Show Your Work!


Website as Sandbox

I started reading Show Your Work! by Austin Kleon this afternoon. I really liked his last book, Steal Like an Artist, and this one’s proving even more helpful to me.

showyourwork

It’s why I’m back on my blog today after neglecting it for a couple of months!

Here are the specific words that got me back here:

“Don’t think of your website as a self-promotion machine, think of air as a self-invention machine. Online, you can become the person you really want to be. Stick with it, maintain it, and let it change with you over time.”

 

I love that: Website as sandbox.

Kleon’s basic point is that artists and entrepreneurs today have the opportunity, and possibly the responsibility, to show their work. The connections and feedback that we receive through the process of sharing can help guide and enrich our work.

Better, it can help artists and entrepreneurs forge connections with an audience of people who appreciate what they’re doing — before the “Big Break” hits.

Showing work is a literal expression of the concept of committing to process over product.

And boy, I’ve been needing a lot of reminders about that lately. Making art is at its core about connection. It’s not about Getting an Agent, or Getting Published, or Getting Acclaim. I’ve been focused on those things over the last two and half years, especially since getting my Creative Workforce Fellowship. “I’ve got to support myself as a writer! ASAP! By writing perfect books that are really successful!”

That thinking, unsurprisingly, caused me a lot of anxiety. (This is no fault of the Fellowship itself, I should note. It was my own psychology.)
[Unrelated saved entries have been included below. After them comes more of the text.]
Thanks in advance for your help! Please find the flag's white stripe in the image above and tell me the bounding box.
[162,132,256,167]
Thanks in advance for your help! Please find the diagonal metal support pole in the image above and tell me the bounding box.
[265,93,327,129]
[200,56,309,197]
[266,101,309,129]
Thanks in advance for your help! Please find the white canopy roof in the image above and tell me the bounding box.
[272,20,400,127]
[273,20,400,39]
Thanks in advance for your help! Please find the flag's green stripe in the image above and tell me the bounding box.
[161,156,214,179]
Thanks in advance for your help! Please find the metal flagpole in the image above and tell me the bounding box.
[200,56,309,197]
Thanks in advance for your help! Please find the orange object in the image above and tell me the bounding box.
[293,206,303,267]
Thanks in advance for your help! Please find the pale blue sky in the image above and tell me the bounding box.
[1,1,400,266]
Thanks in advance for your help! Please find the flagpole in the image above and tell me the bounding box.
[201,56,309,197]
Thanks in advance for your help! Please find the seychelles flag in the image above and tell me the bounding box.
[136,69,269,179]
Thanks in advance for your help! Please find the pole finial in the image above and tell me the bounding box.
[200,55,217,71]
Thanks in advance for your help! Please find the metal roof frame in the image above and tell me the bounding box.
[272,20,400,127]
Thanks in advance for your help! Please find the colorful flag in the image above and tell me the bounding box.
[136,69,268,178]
The weird thing is, I’ve been wanting maintain a more active website for a while now. Something kept me from it, though. A feeling that blogs are frivolous, maybe, or that they inevitably become a burden. The “Ah, crap, I gotta blog again” syndrome.

To the first problem, Kleon presents a nice solution: The So-What Test. “Ask yourself,” he writes, “‘Is this helpful? Is it entertaining?'” If the answer is no or maybe not, axe the post or save it for editing.
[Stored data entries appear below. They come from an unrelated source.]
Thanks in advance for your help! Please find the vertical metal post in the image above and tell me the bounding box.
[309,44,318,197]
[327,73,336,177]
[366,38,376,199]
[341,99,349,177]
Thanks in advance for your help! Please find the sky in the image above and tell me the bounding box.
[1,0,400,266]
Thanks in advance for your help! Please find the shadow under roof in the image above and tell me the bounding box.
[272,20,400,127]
For the second problem, I have a couple ideas of my own.

1. Scrapping the schedule. Whenever I’ve blogged in the past, I’ve put myself on a schedule. A lot of bloggers do this and have success — Chris Guillebeau, for one, whom I admire. Maybe I’ll get there at some point, but for me right now the idea of a schedule stresses me out. So at first, I’m just going to blog when I feel like it. (Maybe I’ll surprise myself and decide I want to post every day!)
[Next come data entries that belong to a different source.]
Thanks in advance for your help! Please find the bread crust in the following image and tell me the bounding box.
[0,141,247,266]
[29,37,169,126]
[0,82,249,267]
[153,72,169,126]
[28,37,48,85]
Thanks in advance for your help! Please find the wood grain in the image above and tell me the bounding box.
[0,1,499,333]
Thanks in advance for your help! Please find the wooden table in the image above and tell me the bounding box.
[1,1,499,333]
2. Short posts are fine. I like words, and it’s easy for me to come up with a lot of them. I’d like to remind myself that short can be sweet, too. And time-saving for me and the reader.

3. Write about whatever-the-heck. I’ve often tried to confine myself to themes or topics in the past. There’s not much fluidity there. I want my website, instead, to be a place to explore. As Kleon writes, there’s no such thing as guilty pleasures. Someone else probably has them too, and will find them useful!

And now, in the spirit of my #2 resolution above, I’m out.